Dans une discrétion assourdissante, l’association des régions de France a tenu la semaine dernière son grand congrès à Nantes. A la lecture du programme des tables rondes, on avait l’impression qu’il faut que tout change pour que rien ne change.
Mais comme cela refuse de changer à l’intérieur des régions ou des départements, que l’on continue à s’arquebouter dans le cumul des mandats et autres fromages sous prétexte de décentralisation des compétences (en fait, une déconcentration étroitement concédée par l’Etat central et ses préfectures qui contrôle 90% des finances des collectivités territoriales via la dotation générale de fonctionnement…), le changement qui se fait maintenant va se faire au dessus et en dehors du mille-feuilles figé dans sa crème patissière devenue indigeste pour tout le monde (sauf pour nos élus locaux pâtissiers…):
Avec la METROPOLE une grosse cerise tombe sur ledit gâteau… Sauf que vu dudit gâteau, de la cerise métropolitaine, personne n’en veut !!
Et bien: tant pis pour eux !

Congrès des régions à Nantes : la peur des métropoles
L’acte 3 des lois de décentralisation avec la création des Métropoles fait peur aux conseillers régionaux. Une nouvelle couche du mille-feuille technocratique français ou des compétences renforcées pour les régions avec des budgets en adéquation? Le débat est là.
- Par Xavier Collombier
- Publié le 19/09/2013 | 13:04, mis à jour le 19/09/2013 | 13:27

Les régions qui depuis leur création, avec les lois de décentralisation voulue par la gauche de mai 1981 avec Gaston Defferre, se sont toujours vues comme la seule collectivité territoriale ayant un avenir pour faire face à la mondialisation et à l’affirmation de la construction de l’Union Européenne. Aujourd’hui elles se sentent menacées à force d’avoir vainement attendu leur grand soir.

Faire avec les métropoles
Depuis 30 ans, la question du mille-feuille français n’a pas été tranchée par l’éxécutif ou le législateur. Les conseils généraux ont souvent des budgets supérieurs aux régions. Les communes restent trop nombreuses. Les communautés de communes et demain les métropoles veulent à leur tour avoir leur part du gâteau de la décentralisation à la française. Les compétences des uns empiètent sur celles des autres. Le tout vire au casse-tête pour l’administré ou l’investisseur.
Pour le président du Medef, Pierre Gattaz, il faut en finir avec « le dogmatisme sur le terrain. Derrière l’emploi, il y a un territoire. Nous sommes en compétition avec le reste du monde. Ces jeux politiques et médiatiques finissent par détruire notre avenir ».

Alors quelle solution ?
Des conseillers métropolitains élus au suffrage universel vont voir le jour sur le grand Paris, Lyon et Marseille. Le Sénat a amendé le texte pour ouvrir la Métropole à d’autres communautés de communes moins peuplées Bordeaux, Rouen, Toulouse, Lille, Strasbourg, Montpellier, Grenoble et Rennes pourraient être concernées.
« La région est un facteur de stabilité et de solidarité territoriale » explique Jean-Paul Huchon. « La métropole on va faire avec ».
Ce qui est sûr avec la crise, la volonté de réduire la dette publique au nom du pacte de stabilité et du sauvetage de l’Euro, la création des métropoles passera obligatoirement par une redistribution des cartes. À l’heure de « la pause fiscale », la réforme territoriale va avoir lieu. Les conseils régionaux vont tout faire pour ne pas être ceux amenés à disparaître.

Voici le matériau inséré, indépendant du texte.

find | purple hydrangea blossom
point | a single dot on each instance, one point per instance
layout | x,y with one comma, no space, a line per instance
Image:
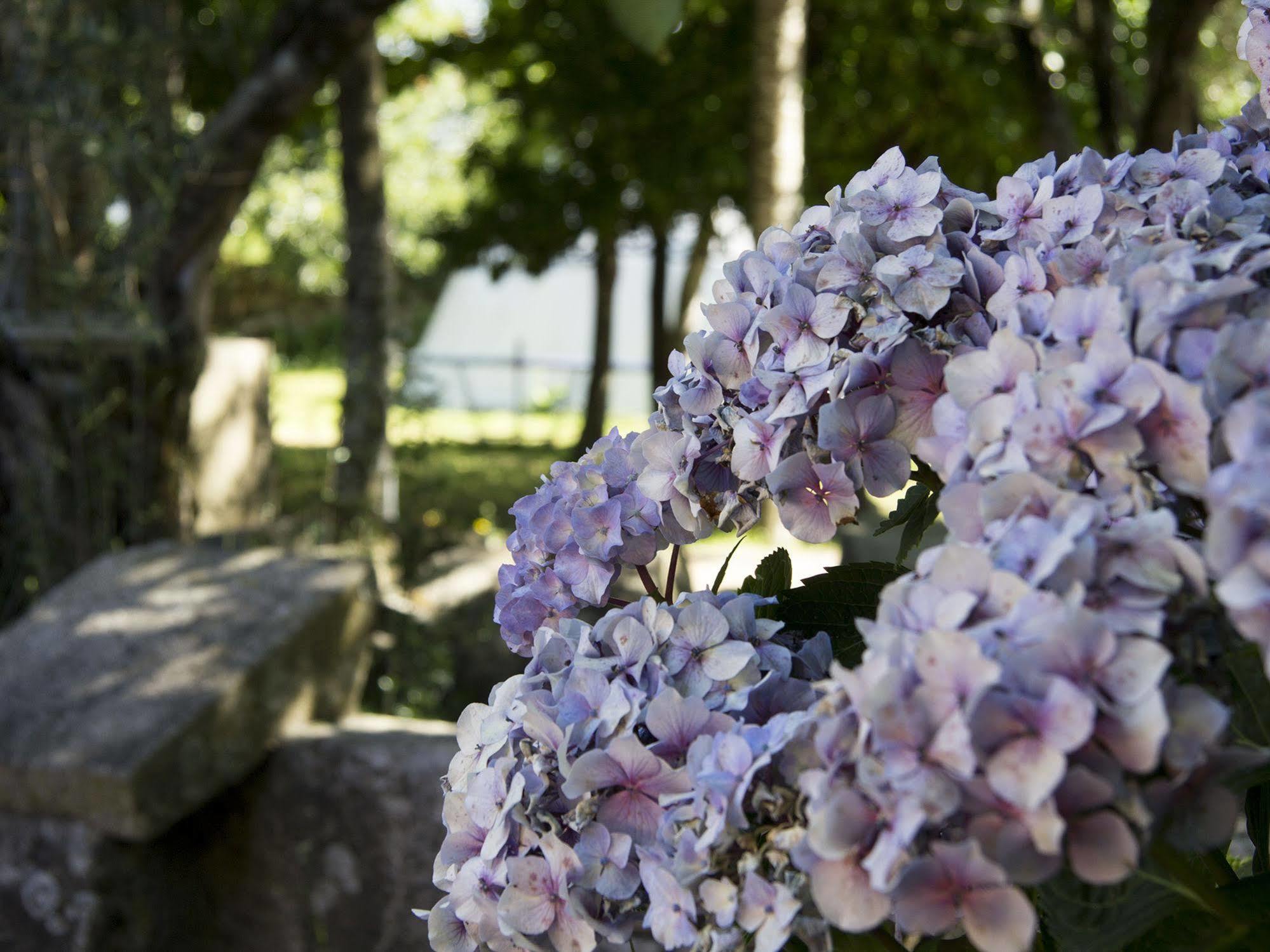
1085,363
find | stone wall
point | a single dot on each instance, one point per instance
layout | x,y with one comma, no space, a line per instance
163,784
230,441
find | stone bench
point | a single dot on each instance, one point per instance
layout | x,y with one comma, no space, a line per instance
164,786
328,846
151,680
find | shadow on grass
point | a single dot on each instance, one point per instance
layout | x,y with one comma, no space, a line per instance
450,494
436,669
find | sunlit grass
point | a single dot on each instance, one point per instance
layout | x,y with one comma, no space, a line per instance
306,406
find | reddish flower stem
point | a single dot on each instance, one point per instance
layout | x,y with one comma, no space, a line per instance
649,586
670,574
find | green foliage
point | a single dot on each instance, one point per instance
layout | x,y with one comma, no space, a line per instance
723,569
916,512
606,136
773,575
1158,909
832,602
648,23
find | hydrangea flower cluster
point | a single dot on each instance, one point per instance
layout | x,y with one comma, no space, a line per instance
574,535
1083,363
588,789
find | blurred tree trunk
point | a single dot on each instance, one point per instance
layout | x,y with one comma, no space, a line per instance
698,258
659,332
367,276
307,41
1173,37
776,137
1097,19
597,391
1056,126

Les assurances d’Arnaud Montebourg
L’ancien président du conseil général de Saône-et-Loire, l’aujourd’hui ministre du redressement productif en est persuadé les régions sont l’avenir de la décentralisation. Venu à Nantes devant le congrès des régions en terrain largement conquis (à deux exceptions près toutes les régions françaises sont gérées par la majorité), Arnaud Montebourg s’est occupé du service après vente de son contrat de plan état-région. Pour valoriser les pôles de compétitivité, l’innovation, l’aide aux PME et le très Haut-Débit, il n’y a qu’un seul interlocuteur pour le Ministre : la région.